Moreover, the senseless analysis paralysis that most managers are forced to engage in to provide the “deep thinkers” with data they think will sort the mess out, is a quantum waste of time and resources. Time – the most precious commodity of all – is squandered as personnel spend endless hours and days justifying, explaining and regurgitating numbers instead of allocating this considerable amount of effort towards meaningful discussion, reflection and better understanding of what actions and activities would best deserve re-evaluation to impact future outcomes. As they say, at the end of the longest day, what’s done is done. Numbers offer little direction of what challenges lie ahead.
Don’t get me wrong. In large organizations where there are many hundreds, perhaps thousands of people involved in the selling process, numbers provide necessary key performance indicators that do just that. They indicate where the company is selling successfully and where they’re not.
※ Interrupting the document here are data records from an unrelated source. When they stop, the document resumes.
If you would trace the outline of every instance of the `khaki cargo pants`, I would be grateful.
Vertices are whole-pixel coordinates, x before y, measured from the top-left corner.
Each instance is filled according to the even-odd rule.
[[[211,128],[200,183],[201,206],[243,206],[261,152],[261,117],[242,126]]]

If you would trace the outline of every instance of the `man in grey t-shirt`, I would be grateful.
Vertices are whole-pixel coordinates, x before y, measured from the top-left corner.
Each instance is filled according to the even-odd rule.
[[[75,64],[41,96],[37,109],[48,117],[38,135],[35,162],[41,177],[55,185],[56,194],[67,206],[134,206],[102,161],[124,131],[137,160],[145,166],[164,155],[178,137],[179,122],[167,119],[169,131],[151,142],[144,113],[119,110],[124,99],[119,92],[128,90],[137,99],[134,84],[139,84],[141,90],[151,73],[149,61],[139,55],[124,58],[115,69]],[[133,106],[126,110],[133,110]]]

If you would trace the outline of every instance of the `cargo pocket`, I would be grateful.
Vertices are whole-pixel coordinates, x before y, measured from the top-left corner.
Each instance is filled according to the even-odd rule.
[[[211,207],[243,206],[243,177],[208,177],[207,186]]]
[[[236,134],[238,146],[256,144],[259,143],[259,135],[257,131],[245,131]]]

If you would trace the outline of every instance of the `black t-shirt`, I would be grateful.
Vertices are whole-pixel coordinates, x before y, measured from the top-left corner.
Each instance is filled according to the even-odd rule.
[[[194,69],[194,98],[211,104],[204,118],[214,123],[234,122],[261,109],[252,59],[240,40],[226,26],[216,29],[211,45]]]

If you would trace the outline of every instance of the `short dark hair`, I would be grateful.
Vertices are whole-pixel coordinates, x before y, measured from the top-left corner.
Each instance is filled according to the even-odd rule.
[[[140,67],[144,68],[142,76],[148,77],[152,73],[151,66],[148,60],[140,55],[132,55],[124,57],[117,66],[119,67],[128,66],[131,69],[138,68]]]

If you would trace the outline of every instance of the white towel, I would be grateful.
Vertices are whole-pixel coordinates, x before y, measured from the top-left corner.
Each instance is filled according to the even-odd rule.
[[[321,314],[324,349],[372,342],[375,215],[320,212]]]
But its behaviours, actions and cultures that drive numbers and it is these processes that require the deep diving necessary to alter future outcomes.
Unfortunately, all too often it is finance departments and people that weigh in on what should be done – based on numbers – but with little to no expertise on why what happened happened.
Imagine if you will, if the sales department attempted to tell the CFO how the finance department could reorganize for better efficiency …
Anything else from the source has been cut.